Saturday, April 05, 2008

A bumpy ride, but so much more ...

This may not make you feel old, but it certainly is something to ponder: Today would have been Bette Davis' 100th birthday.

For most people of my age, Bette Davis may be not much more than an afterthought, a relic of old Hollywood - you know, when all of the movies were black-and-white, and who wants to watch those? Boring! For me, Bette Davis was at first one of the many chunks of history that took place while I was recovering from my transplant in the last months of 1989. She died in October of the year while I was still laid up at the University of Nebraska Medical Center. (Other major events during that time span: the Bay Area earthquake; the fall of the Berlin Wall and the subsequent collapse of the Eastern Bloc; the invasion of Panama; and, in addition to Davis, the deaths of Ferdinand Marcos, Irving Berlin - at age 101! - Graham Chapman and Secretariat. Also, a certain baseball team made the playoffs.
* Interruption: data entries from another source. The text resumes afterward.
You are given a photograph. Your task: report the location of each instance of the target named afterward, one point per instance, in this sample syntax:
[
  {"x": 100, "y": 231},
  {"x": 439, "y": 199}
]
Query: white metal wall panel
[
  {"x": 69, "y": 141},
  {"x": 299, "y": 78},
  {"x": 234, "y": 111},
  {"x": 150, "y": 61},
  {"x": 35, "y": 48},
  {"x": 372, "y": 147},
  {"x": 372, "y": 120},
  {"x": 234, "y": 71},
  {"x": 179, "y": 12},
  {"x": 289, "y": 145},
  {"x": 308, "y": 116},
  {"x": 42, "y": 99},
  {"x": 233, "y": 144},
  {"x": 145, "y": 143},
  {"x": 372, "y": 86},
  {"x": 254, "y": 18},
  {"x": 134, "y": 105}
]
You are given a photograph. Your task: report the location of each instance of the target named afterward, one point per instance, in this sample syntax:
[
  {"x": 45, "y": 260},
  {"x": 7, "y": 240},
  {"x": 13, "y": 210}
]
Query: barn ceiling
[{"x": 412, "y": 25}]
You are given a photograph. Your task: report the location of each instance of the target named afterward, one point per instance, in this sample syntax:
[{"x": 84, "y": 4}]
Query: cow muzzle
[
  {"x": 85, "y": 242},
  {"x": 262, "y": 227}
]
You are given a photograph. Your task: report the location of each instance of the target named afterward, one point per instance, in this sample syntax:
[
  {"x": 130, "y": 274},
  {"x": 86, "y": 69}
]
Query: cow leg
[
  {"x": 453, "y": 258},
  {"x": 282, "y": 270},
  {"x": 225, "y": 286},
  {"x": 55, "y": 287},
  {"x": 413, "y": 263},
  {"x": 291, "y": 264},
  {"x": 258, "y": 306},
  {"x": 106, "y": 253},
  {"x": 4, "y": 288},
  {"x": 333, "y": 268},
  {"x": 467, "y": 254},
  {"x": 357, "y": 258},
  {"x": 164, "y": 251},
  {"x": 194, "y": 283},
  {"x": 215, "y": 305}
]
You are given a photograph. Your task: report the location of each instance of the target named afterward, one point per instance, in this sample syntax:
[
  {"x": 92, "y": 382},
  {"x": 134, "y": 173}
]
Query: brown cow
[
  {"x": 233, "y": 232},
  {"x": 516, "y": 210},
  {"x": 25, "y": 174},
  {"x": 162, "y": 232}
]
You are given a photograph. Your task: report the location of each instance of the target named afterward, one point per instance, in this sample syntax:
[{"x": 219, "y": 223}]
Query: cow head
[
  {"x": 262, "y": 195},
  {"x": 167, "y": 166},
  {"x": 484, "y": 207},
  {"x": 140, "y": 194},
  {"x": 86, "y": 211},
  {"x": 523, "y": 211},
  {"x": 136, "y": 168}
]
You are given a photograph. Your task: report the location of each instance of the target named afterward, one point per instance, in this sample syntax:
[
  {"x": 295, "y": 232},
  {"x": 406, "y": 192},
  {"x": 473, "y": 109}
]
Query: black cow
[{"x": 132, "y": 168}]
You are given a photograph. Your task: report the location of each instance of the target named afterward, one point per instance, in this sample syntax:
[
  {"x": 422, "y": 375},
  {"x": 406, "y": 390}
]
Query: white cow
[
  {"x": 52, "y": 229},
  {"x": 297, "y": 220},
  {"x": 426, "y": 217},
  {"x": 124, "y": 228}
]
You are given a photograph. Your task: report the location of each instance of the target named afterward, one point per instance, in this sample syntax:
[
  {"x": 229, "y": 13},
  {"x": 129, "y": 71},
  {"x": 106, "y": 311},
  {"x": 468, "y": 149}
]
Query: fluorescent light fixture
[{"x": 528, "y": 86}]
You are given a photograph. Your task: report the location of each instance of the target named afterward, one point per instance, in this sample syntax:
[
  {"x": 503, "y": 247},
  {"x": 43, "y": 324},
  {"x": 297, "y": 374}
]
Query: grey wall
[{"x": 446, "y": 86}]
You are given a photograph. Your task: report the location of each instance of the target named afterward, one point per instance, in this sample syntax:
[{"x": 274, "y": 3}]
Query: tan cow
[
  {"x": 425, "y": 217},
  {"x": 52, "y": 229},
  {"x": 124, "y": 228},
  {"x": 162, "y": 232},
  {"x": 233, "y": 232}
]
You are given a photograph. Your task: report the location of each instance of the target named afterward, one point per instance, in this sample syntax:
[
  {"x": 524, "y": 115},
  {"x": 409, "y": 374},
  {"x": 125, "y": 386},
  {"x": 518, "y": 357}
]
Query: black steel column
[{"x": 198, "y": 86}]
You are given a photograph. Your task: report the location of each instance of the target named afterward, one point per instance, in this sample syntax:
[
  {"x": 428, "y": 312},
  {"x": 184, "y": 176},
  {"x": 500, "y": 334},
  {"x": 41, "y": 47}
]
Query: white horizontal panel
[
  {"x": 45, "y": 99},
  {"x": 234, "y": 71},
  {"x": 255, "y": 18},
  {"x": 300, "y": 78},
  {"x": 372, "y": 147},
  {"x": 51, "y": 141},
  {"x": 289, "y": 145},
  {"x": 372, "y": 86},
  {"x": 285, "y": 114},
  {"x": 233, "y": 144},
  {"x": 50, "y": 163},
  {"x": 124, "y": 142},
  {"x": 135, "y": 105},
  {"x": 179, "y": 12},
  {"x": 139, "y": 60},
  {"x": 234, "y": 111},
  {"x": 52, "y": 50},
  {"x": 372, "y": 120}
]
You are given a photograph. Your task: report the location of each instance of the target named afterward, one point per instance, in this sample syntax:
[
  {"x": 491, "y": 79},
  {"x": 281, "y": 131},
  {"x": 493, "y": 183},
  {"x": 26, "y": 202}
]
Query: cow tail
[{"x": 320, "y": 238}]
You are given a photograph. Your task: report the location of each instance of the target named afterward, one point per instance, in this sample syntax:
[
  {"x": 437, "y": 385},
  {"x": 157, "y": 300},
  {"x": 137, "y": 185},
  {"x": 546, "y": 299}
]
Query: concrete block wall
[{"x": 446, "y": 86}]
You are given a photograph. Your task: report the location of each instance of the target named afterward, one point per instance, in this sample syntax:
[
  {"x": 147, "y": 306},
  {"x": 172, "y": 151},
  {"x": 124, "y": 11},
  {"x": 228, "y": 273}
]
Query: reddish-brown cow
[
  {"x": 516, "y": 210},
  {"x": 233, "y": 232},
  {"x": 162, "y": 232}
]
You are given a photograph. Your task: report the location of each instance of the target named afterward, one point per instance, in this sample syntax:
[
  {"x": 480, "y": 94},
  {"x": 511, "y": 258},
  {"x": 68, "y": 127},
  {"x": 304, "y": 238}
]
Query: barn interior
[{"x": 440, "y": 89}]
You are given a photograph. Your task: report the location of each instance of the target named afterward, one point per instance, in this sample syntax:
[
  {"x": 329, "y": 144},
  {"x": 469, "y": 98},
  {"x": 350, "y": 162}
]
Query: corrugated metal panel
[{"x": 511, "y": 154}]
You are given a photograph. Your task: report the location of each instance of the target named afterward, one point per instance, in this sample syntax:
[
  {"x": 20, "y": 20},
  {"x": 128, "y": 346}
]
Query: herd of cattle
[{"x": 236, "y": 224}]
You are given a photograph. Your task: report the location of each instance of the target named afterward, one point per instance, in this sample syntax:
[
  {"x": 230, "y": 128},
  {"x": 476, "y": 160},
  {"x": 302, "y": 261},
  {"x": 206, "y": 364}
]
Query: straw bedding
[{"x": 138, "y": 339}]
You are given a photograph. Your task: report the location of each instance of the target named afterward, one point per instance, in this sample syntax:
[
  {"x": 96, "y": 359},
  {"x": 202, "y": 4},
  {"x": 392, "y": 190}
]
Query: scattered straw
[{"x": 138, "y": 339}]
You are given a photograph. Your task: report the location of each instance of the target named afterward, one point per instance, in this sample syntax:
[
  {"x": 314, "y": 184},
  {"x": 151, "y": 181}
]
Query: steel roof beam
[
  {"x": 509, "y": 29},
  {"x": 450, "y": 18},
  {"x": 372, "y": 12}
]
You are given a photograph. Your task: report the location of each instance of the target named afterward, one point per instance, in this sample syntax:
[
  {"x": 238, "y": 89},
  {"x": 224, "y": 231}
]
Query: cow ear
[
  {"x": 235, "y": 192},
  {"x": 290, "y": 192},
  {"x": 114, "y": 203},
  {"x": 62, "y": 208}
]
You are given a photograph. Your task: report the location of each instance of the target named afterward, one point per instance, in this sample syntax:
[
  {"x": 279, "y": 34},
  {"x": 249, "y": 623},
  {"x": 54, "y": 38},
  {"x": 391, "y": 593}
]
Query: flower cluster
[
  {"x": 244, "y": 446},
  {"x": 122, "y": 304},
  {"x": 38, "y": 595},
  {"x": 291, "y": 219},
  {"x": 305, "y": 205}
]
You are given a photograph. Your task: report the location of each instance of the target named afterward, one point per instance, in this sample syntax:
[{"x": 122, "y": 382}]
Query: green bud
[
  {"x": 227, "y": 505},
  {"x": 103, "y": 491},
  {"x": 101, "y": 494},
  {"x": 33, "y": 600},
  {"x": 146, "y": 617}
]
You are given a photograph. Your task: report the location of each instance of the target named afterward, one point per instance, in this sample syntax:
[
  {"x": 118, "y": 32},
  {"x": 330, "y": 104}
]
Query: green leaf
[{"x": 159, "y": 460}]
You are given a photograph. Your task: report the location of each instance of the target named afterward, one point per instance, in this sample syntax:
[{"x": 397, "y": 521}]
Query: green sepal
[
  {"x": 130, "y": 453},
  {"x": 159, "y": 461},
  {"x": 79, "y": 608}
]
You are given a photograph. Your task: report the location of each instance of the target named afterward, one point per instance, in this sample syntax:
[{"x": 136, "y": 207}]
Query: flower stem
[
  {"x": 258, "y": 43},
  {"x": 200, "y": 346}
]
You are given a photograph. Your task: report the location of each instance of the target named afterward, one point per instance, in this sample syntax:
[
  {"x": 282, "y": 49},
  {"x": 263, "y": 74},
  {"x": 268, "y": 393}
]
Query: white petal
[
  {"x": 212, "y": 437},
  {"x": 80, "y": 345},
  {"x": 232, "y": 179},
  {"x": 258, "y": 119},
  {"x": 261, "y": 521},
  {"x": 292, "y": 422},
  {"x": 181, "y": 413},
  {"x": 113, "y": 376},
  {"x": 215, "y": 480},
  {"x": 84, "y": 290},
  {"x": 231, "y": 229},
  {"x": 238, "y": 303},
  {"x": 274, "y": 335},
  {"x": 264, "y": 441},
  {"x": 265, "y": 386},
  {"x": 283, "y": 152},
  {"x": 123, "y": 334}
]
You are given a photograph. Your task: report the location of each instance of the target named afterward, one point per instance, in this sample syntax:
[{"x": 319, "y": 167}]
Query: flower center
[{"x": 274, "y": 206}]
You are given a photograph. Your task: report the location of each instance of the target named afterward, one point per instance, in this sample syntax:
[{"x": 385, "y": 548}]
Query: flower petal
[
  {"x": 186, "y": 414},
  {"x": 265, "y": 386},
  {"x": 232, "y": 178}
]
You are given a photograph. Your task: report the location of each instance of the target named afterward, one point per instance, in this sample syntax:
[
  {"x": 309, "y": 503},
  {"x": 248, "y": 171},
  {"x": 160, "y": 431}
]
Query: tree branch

Just saying.) Later, as I matured and began a career as an entertainment journalist, I learned that Davis was more than just a blurb in my personal history. I figured out that she was a star in every sense of the word.

I don't buy the complaint of those who say that there are no real movie stars anymore - you can't look at the likes of George Clooney or Julia Roberts or even Meryl Streep and tell me that with a straight face - but what is true is that for the most part, the definition of the term "movie star," like most things in life, has definitely evolved. Bette Davis was the essence of what it meant to be a movie star back in the day, but I think she would have fit in just fine had she been in her prime in the 21st century. Frankly, she would have flourished in modern roles such as, say, Erin Brockovich. She would have salivated to recite some of the lines that Roberts had in her Oscar-winning role - indeed, as good as Roberts was as Brockovich, Davis would have blown her out of the water. And it was obvious that Davis would have easily filled out Brockovich's bustier-heavy wardrobe. Davis was a very sexy woman for a fairly long time, but never relied solely on her physical attributes. What's more, what was sexy about Davis wasn't just her curves, but her mind and her attitude, the way she carried herself in parts both good and evil.

Bette Davis once said, as age and disease ravaged her body but not her spirit, that "getting old is not for sissies." But Davis was far from any sissy. She had balls of steel and wasn't above using them, on or off-screen. She took on the studio system in the 1930s, when the system was at its zenith, when she wasn't satisfied with the types of roles Warner Bros. was offering her (i.e. ordering her) to do. She lost the subsequent lawsuit, but set the tone for the rest of her professional and personal life - namely, that she didn't take shit from anybody. She also didn't suffer fools lightly - just ask Joan Crawford (well, you can't ask her anymore, but you know what I mean) and Faye Dunaway, whom she called out repeatedly for being, shall we say, unprofessional. But to others, she was more than generous. During World War II, she co-founded the Hollywood Canteen, a star-studded entertainment rest stop for American soliders going to and from the European and Pacific fronts, and regularly volunteered her time there to provide comfort to the servicemen (in more ways than one, if some of the rumors are to be believe - but, hey, in times of war ... ) And, in 1980, when Kim Carnes scored a huge hit with her pop single "Bette Davis Eyes," the subject of the song was so flattered that she sent personal thank-you notes to Carnes and the song's writers for making her cool in the eyes of her grandson and making her a part of "modern times". But then again, almost everything about Bette Davis was part of modern times, if not in front of them altogether.

So while there are still most definitely movie stars in the classic sense of the world, that doesn't mean that we couldn't use the likes of Bette Davis today to remind us of what glamour was and can be again. And if you still don't buy my argument, then I have three words for you: All About Eve. If you only watch one Bette Davis movie in your lifetime, watch than one. Twice. You'll thank me for it.